Radical eco-terrorists rapidly enter the story and it becomes clear that they're planning a series of cataclysmic events to really drive it home to the public that global warming is a real and imminent threat (ah, yes, that famously skeptical public just doesn't seem to get it). Crichton's hero emerges, Kenner, part MIT geek, part Bruce Willis and drags the lucky lawyer around the globe with him, investigating the weather manipulating terrorists and foiling their plots one at a time.

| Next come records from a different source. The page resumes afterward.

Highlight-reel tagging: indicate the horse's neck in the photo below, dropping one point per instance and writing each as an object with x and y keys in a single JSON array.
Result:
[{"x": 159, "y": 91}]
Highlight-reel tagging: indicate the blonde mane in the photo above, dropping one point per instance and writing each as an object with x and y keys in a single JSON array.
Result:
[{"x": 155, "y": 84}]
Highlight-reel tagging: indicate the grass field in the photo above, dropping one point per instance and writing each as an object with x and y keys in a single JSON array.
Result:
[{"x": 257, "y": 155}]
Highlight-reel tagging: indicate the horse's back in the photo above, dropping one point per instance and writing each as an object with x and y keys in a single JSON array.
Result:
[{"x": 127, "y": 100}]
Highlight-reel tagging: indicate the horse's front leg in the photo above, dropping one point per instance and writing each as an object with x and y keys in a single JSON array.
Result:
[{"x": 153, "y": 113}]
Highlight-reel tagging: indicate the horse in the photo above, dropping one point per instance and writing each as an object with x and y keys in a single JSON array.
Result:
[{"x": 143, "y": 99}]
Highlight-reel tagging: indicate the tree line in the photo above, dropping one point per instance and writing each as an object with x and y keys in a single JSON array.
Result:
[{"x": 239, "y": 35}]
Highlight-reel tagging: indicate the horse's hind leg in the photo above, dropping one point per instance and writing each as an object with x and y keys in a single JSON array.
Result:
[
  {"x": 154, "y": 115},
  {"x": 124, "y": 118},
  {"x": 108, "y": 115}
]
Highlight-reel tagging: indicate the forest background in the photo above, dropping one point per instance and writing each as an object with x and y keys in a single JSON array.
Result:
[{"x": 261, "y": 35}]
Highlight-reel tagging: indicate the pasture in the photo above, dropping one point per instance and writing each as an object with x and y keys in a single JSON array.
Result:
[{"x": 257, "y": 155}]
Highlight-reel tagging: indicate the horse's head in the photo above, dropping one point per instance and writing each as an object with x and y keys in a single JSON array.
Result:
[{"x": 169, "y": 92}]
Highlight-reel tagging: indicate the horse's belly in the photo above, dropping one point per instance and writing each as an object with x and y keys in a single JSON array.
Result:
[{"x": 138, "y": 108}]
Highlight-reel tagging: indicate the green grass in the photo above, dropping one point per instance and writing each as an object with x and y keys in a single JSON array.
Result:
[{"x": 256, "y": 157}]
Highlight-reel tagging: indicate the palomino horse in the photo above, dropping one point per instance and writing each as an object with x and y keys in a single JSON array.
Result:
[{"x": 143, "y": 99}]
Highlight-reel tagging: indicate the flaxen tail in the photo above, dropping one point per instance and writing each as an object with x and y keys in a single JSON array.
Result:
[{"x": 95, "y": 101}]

Between adventures, Kenner educates Peter, the naif, about the truth behind global warming theories and the environmental left. It's pretty dense material, and Crichton doesn't make it easier on the reader by including lots of graphs and footnoting everything. You can tell he's done his homework, and even includes a nearly 40 page bibliography so you can check his facts. He's clearly bracing himself for a backlash against his challenge to the poliitco-scientific network that he attacks.

There's certainly plenty to debate and Crichton does a service I think by lending his name to the unpopular side of a cause. Unfortunately, he lent one stinker of a book to the cause. It's a series of speeches, cut with some badly thought out sort-of-hair-raising adventures, that are so obvious you see the resolution coming before he's even come close to getting you worked up with fear. Character development is pretty much ignored, except to say that every one is a left wing idiot, except for Kenner, and he slowly tries to bring them all around, with mixed results. Of course, they're all from California, so he's probably not very far off, but it makes for bad writing when you set up one straw man after another and pummel it with The Truth. And footnotes.

The only good thing I can really say about the story is that he probably pissed off the right people to avoid having it made into a movie. I'd take another Jurassic Park over this thing any day.